愛知県新城市にある鳳来山東照宮は、徳川家康を祀る東照宮として江戸時代に建立された由緒ある神社です。
鳳来寺山の中腹に位置し、自然に囲まれた静寂の中で、長い歴史を感じることができます。
鳳来山東照宮 - 概要
鳳来寺山は徳川家と深い関わりを持つ霊地とされ、三代将軍徳川家光の命により、この地に東照宮が造営されたそうです。
1651年に建立された鳳来山東照宮は、本殿や拝殿などの社殿群が国の重要文化財に指定されています。
参道からの眺望
鳳来寺山パークウェイ駐車場から、静かな参道を進みました。
東照宮本殿までは約600mほどの距離があります。
雨天時は足元に注意が必要だと思いますが、この日は曇り空であったものの、山の澄んだ空気を感じながら気持ちよく歩くことができました。
参道の途中で目を引くのが、断崖のように切り立つ大きな岩肌です。
この迫力ある岩は鏡岩と呼ばれており、鳳来寺山を代表する自然景観の一つとして知られています。
そして、鏡岩を背にして鳳来寺の鐘撞き堂(鐘楼)が小さく見えました。 鐘の音は鏡岩に反響し、遠く離れた人里まで響くといわれています。
鳳来山東照宮
参道を15分ほど歩くと、鳳来山東照宮へと続く石段が見えてきました。
山麓からここまで来るには約1425段もの石段を上る必要があり、なかなか大変な道のりと思われます。

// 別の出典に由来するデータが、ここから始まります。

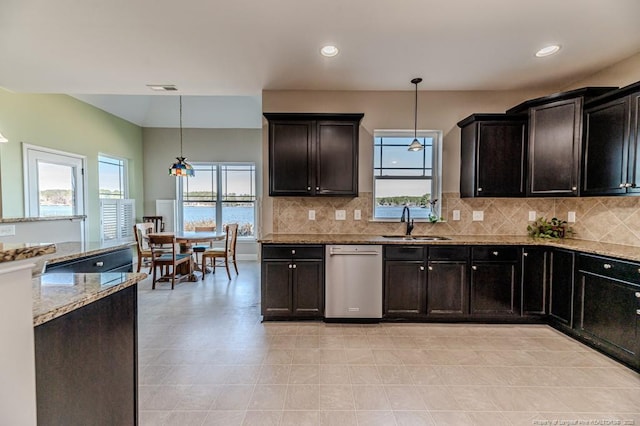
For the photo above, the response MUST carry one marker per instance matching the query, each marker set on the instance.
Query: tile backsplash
(604, 219)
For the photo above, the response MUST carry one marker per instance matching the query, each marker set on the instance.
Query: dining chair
(200, 248)
(222, 255)
(164, 254)
(140, 230)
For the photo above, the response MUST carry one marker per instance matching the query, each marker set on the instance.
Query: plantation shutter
(117, 218)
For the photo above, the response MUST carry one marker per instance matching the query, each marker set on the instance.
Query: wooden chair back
(140, 230)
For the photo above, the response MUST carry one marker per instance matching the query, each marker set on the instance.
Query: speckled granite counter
(10, 252)
(57, 294)
(594, 247)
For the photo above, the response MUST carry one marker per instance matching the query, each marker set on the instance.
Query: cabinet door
(534, 281)
(554, 147)
(336, 158)
(447, 288)
(290, 148)
(561, 287)
(633, 173)
(404, 288)
(501, 160)
(493, 289)
(607, 314)
(605, 148)
(276, 288)
(308, 288)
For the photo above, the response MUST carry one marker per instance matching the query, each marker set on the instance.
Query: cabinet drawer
(448, 253)
(611, 268)
(120, 260)
(404, 252)
(287, 251)
(495, 253)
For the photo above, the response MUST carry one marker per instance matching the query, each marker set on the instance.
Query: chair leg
(153, 279)
(226, 265)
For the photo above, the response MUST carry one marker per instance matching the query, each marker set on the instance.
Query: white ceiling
(218, 49)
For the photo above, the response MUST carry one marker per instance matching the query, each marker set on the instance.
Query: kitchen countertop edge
(630, 253)
(56, 304)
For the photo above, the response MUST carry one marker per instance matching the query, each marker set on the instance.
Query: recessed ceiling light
(329, 51)
(548, 50)
(162, 87)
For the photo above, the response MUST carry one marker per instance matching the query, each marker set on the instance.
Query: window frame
(219, 200)
(125, 175)
(31, 154)
(436, 168)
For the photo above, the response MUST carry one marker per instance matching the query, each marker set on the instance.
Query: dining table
(186, 239)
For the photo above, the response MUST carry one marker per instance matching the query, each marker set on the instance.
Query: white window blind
(117, 218)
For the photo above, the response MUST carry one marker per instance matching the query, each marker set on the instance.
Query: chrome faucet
(407, 219)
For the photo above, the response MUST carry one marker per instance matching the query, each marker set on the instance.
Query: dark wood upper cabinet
(493, 155)
(611, 159)
(555, 139)
(313, 154)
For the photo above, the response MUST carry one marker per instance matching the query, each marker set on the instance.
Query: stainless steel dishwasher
(353, 288)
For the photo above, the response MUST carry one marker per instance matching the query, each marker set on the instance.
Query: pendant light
(181, 167)
(416, 145)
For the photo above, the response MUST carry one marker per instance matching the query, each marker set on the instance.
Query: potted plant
(554, 228)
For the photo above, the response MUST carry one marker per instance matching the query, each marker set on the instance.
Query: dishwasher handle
(338, 252)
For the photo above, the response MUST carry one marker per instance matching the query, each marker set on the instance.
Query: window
(54, 184)
(117, 213)
(406, 178)
(218, 194)
(112, 177)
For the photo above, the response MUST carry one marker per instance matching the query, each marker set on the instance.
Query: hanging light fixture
(416, 145)
(181, 167)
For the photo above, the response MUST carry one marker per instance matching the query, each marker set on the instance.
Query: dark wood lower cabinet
(447, 288)
(404, 289)
(561, 279)
(607, 306)
(86, 364)
(292, 281)
(534, 289)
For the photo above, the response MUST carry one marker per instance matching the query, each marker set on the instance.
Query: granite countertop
(57, 294)
(10, 252)
(593, 247)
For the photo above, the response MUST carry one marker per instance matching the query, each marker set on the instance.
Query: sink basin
(417, 237)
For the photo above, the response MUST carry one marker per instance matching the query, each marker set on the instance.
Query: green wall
(64, 123)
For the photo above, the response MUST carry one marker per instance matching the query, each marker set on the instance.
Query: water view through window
(219, 194)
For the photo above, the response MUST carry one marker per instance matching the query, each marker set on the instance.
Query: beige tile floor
(205, 358)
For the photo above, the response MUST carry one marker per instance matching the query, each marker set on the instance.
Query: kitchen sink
(417, 237)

でも、私は鳳来寺山パークウェイ駐車場からの移動だったので、かなりショートカットでき余裕で到着できました。
階段下の左側には、江戸時代の番所跡がありました。当時はここで通行手形の確認が行われていたといわれています。
周囲には樹齢を重ねた立派な大杉が並び、歴史の深みを感じます。
拝殿
鳥居をくぐると、正面には拝殿があります。
拝殿は参拝の中心となる建物で、落ち着いた佇まいです。
奥深い山中に建てられているものの、東照宮ならではの厳かな雰囲気。
拝殿前に鎮座し、参拝者を迎える狛犬は三代目だそうです。
力強さを感じる現在の狛犬の後ろをよく見ると、左右とも石ころのようなものが置かれています。 でも、ただの石ころではなく、なんと先代、先々代の狛犬なんだとか。
年月の経過や風雨によって変化してしまったそうですが、並んで置かれている姿から長い歴史の重みを感じました。
中門・透塀
中門・透塀は本殿を囲むように造られています。 いずれも江戸時代の建築様式を伝える重要文化財で、東照宮の格式と荘厳さを感じます。
本殿
本殿も国の重要文化財に指定されています。 内部に立ち入ることはできないため本殿全体を見渡すことはできませんでしたが、中門と透塀の手前より眺めることができました。
鳳来寺へ
鳳来山東照宮を参拝した後は、すぐ近くの鳳来寺へと向かいました。
鳳来山東照宮から鳳来寺へ向かう参道沿いには、古い石仏や石像が点在していました。
狛犬のように見える二体の石像は、かつて鳳来寺本堂前にあったとも言われています。
元三大師堂跡
鳳来寺山の参道沿いには、かつて元三大師を祀るお堂があったそうです。
元三大師とは、平安時代の僧 良源で、病気平癒や災厄除けなど人々の信仰を集めた僧だそうです。
弘法大師堂跡
少し歩くと、弘法大師を祀ったお堂の跡地もありました。
弘法大師とは、平安時代に活躍した僧で、真言宗の開祖として布教を広め、多くの人々に信仰されてきました。
自然に囲まれた静かな道沿いには古い信仰の名残りが感じられ、平安時代から受け継がれてきた人々の深い祈りや営みが伝わってくるようでした。
鳳来寺
鳳来寺は、奈良時代に開創されたと伝わる古刹で、1300年以上の歴史を持ちます。
薬師如来を本尊とし、長い年月を通じて参拝者を迎え、地域の信仰の中心として親しまれてきました。
鳳来寺にゆかりの深い人物として忘れてはならないのは、徳川家康の母として知られる於大の方です。
於大の方は子授けを願って鳳来寺を訪れ、その後家康を授かったと伝えられています。
鳳来寺本堂には、於大の方のブロンズ像が安置されていました。(展示期間は限定とのこと)
本堂の前方には広い休憩所・見晴台があり、そこからは新城市の町並みや山々の緑が一望できました。
鳳来寺山では、鳳来山東照宮や鳳来寺を訪れ、歴史に触れる充実した時間を過ごせました。
自然に囲まれた静かな参道を歩きながら、美しい山々や緑の景色も楽しむことができました。
滞在時間は短かったものの、歴史と自然を同時に感じられる場所として、訪れて本当に良かったと思える観光スポットでした。